Outgrowing the confines of a smaller scene like Philly, Paradis moved to LA in 2018 and has continued pursuing her career as a comic since landing here. Her focus on The Slam has been a way to combine comedy and poetry, and set herself apart from some of the more traditional stand up work that’s common in the city.
Of course, in the era of Covid-19, like plenty of other performers, most of Paradis’ shows and live events have shifted to Instagram Live or other forms of digital platforms and streaming options. But citing influences like the multidisciplinary performer Dynasty Handbag, Sophia Cleary, Jamie Loftus, and the recent comedy series Pen 15, she’s interested in creating work that combines comedy with other disciplines.
“I think I’m drawn to female and non-binary comedians who didn’t just do open mics, but they come from different forms of creativity and they blend it with comedy,” she said. “I think right now more than ever people are drawn to the blending of these worlds, because we have mediums like Instagram and other platforms other than just straight stand up.”
As far as approaching two years of sobriety this August, Paradis is also mindful of the way addiction and mental health concerns can interfere with focusing on her work. She stopped drinking a couple years ago, a decision she made on her own without any huge catalyst other than personal reflection, and something she cites as more of a preventive measure than anything else.
“I have addiction and mental health issues in my family already, and I played with sobriety in college a bit but then never really stuck to it,” she said. “When I first moved out here drinking was a very big distraction, and I felt like I was partying a lot. I had actually gone to a couple Al-Anon meetings to deal with my family — and I was hung over at the Al-Anon meeting — so I was like, ‘maybe before you’re critiquing your family… you need to deal with your own shit.’”
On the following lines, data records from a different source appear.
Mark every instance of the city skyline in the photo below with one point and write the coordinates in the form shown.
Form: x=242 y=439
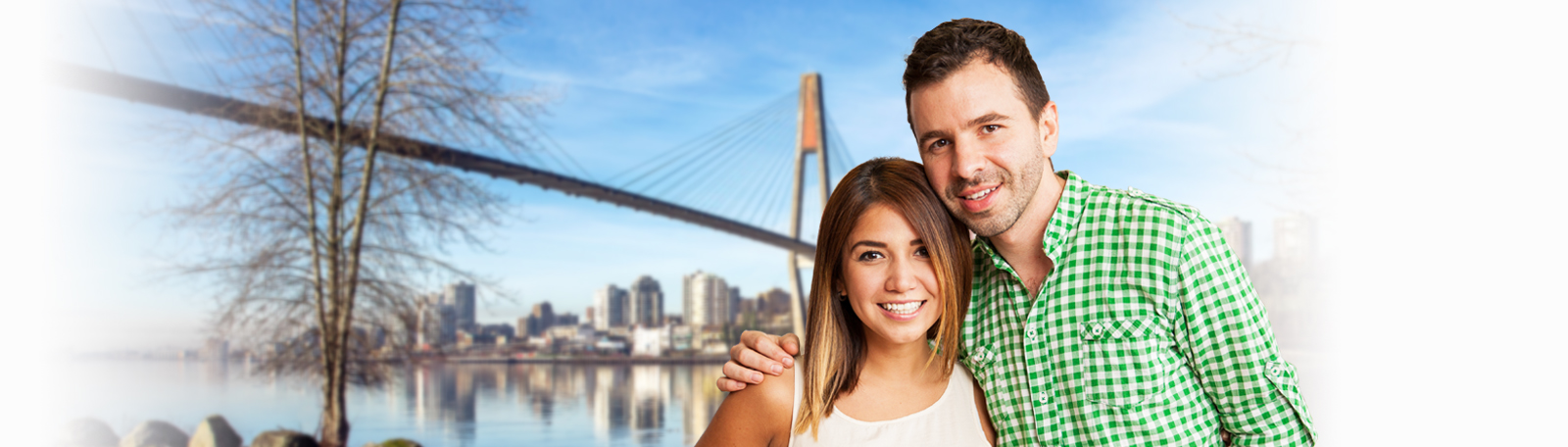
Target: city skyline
x=1139 y=101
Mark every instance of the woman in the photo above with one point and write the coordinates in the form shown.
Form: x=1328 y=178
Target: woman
x=888 y=295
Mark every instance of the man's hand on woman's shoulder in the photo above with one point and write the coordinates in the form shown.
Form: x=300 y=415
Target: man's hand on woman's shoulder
x=755 y=357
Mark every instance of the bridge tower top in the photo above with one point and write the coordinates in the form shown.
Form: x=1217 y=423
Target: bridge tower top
x=809 y=138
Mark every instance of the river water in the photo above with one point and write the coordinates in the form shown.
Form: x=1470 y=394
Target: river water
x=438 y=405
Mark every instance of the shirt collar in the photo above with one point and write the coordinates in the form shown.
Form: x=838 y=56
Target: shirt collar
x=1070 y=208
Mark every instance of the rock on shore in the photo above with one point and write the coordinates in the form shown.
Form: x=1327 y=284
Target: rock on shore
x=216 y=431
x=282 y=438
x=156 y=433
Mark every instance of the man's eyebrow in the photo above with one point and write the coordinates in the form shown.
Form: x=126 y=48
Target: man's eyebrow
x=932 y=133
x=987 y=118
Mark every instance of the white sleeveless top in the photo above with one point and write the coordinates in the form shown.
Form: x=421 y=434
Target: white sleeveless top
x=953 y=421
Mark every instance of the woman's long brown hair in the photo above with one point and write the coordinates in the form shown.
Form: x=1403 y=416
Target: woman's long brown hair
x=835 y=336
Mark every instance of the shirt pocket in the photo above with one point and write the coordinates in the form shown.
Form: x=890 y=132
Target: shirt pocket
x=1121 y=361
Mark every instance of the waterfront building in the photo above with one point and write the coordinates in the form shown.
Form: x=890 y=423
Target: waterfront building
x=708 y=300
x=647 y=303
x=773 y=306
x=612 y=308
x=650 y=341
x=460 y=295
x=1239 y=237
x=1296 y=237
x=217 y=350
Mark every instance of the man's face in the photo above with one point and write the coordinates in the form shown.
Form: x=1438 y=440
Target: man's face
x=984 y=151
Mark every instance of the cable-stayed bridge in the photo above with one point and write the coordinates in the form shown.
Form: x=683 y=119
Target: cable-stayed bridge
x=749 y=177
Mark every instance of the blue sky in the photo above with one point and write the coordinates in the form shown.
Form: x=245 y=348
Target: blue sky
x=1145 y=99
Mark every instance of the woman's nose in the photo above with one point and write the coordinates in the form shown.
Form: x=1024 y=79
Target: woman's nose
x=901 y=276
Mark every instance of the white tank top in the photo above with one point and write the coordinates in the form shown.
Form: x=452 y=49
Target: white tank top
x=953 y=421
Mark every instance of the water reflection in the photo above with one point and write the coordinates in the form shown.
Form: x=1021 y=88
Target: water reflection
x=616 y=405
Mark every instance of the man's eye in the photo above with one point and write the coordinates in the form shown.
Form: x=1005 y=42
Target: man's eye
x=940 y=143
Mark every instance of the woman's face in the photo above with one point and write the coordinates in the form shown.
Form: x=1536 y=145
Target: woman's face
x=890 y=278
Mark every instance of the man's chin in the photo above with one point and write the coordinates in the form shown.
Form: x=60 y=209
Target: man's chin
x=987 y=224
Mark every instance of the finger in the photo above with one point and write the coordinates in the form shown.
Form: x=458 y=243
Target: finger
x=726 y=384
x=737 y=372
x=791 y=344
x=757 y=361
x=767 y=347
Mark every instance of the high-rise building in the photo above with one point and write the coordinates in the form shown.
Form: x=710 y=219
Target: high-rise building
x=773 y=306
x=460 y=295
x=706 y=300
x=1239 y=237
x=611 y=305
x=647 y=303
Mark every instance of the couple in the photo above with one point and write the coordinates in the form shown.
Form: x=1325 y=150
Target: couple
x=1082 y=316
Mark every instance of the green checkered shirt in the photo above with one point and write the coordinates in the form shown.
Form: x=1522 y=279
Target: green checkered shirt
x=1145 y=333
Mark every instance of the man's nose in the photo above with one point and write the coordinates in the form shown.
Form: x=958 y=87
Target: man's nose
x=968 y=159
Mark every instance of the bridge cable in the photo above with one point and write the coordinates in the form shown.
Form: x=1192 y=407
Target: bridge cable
x=86 y=16
x=725 y=164
x=705 y=148
x=706 y=154
x=749 y=176
x=768 y=187
x=723 y=161
x=698 y=162
x=185 y=38
x=770 y=190
x=687 y=145
x=755 y=182
x=146 y=41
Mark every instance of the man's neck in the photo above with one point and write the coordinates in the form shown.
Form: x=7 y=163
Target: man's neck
x=1023 y=245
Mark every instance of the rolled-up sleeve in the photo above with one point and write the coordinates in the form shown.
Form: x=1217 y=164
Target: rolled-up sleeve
x=1230 y=345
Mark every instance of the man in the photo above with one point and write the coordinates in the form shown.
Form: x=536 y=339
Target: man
x=1100 y=318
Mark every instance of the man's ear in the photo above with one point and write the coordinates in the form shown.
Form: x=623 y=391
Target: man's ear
x=1048 y=127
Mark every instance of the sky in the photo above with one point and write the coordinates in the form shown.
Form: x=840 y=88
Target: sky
x=1149 y=98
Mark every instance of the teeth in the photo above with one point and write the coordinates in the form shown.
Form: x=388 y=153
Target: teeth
x=902 y=308
x=980 y=195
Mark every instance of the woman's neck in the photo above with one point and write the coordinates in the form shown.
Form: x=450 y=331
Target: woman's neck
x=891 y=360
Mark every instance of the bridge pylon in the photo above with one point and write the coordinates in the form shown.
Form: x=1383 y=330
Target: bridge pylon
x=809 y=140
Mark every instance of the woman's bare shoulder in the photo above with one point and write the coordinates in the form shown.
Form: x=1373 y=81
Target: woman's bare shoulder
x=755 y=416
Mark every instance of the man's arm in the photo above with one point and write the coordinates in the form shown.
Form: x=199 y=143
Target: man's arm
x=1231 y=349
x=758 y=353
x=760 y=416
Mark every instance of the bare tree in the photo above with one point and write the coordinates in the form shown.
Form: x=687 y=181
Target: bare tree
x=318 y=247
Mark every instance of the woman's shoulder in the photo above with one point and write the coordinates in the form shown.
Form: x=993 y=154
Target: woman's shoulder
x=772 y=394
x=760 y=415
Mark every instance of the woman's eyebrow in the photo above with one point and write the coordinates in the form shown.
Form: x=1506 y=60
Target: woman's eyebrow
x=869 y=243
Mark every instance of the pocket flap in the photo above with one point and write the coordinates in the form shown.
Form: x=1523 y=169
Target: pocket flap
x=1110 y=329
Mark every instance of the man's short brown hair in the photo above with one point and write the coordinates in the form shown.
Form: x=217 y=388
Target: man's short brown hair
x=953 y=44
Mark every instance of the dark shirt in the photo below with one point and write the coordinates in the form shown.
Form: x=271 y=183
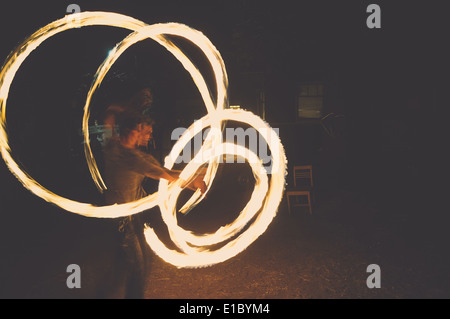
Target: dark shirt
x=125 y=170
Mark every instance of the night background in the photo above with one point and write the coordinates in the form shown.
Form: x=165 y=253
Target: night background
x=377 y=148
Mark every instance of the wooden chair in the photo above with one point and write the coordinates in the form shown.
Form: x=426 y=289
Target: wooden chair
x=303 y=185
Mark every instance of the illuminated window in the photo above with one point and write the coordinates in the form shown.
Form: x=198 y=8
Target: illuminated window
x=310 y=100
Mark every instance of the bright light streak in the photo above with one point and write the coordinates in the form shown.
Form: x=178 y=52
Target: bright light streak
x=194 y=250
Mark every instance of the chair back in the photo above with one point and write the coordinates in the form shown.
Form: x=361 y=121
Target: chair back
x=303 y=176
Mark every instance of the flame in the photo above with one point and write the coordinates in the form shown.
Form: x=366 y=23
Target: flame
x=194 y=250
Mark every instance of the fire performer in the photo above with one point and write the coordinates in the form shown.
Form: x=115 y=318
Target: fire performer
x=126 y=167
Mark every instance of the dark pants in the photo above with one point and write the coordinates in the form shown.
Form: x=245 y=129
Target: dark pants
x=134 y=254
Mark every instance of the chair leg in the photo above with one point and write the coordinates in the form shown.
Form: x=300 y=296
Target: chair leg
x=309 y=204
x=289 y=204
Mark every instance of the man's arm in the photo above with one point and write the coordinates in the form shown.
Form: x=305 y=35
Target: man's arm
x=173 y=175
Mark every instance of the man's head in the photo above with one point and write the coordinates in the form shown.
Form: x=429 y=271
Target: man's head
x=135 y=129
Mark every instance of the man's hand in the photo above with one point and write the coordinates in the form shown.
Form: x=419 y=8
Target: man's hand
x=198 y=183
Paradis follows the program ACA (Adult Children of Alcoholics and Dysfunctional Families) which is modeled after the 12-step program of AA, and appreciates the way this program provides insights about how experiences with addict parents in childhood can have a huge impact on adult choices and relationship frameworks. But her sobriety is just one facet of the work Paradis is doing to continue transforming the subjects addressed in comedy, an industry that — like much of the entertainment industry — has historically been dominated by straight, white men. And is potentially, finally beginning to reckon with that in a big way, as ripples of change spurred by the Black Lives Matter movement have led to an era of reckoning in plenty of other industries.
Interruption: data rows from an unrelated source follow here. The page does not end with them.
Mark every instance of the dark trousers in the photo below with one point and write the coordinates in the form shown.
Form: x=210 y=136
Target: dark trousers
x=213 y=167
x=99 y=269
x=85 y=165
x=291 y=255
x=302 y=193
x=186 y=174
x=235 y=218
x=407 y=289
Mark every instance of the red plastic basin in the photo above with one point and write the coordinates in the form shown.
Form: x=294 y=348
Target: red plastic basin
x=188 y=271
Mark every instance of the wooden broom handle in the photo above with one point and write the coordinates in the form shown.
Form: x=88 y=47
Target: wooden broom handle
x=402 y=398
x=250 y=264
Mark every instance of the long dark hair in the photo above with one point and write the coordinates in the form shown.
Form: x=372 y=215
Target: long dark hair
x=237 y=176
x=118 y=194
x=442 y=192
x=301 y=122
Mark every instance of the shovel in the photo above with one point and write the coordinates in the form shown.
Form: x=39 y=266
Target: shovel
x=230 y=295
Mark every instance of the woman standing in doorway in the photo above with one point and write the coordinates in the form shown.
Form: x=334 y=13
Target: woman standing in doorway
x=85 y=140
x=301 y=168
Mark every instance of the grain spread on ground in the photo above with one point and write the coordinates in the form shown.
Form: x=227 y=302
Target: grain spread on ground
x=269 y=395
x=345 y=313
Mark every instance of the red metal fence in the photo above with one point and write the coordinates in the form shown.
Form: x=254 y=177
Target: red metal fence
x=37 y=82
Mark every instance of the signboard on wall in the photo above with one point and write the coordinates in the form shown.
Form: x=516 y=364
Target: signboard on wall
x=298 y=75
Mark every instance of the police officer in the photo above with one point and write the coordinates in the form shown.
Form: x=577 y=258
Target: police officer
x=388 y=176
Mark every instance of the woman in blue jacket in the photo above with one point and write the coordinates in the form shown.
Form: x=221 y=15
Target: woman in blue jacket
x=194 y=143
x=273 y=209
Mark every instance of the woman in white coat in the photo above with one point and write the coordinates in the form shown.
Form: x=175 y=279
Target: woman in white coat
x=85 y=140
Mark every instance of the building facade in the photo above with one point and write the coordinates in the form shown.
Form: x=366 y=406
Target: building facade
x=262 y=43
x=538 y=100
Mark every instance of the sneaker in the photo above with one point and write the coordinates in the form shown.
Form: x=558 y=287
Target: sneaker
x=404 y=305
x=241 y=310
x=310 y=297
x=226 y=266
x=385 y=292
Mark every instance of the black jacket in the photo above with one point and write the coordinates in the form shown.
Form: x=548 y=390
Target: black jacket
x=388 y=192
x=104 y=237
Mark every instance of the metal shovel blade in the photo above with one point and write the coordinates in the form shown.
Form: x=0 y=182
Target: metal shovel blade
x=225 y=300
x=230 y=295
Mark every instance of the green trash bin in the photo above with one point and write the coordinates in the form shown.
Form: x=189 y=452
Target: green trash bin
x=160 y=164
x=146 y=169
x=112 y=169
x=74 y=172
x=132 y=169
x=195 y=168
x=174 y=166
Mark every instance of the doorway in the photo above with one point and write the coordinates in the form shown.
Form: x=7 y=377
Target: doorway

“Even though I do comedy on the east side, which is more queer, liberal and feminist — the blanket industry of people here looking at your audition or reading your pilot, are still old, straight white men,” she said. “If you go to the west side, The Laugh Factory or The Comedy Store, that’s the whole scene there. I like the idea of fostering and building community on the east side, so that something like The Comedy Store isn’t the only thing people think of when they think about LA comedy.”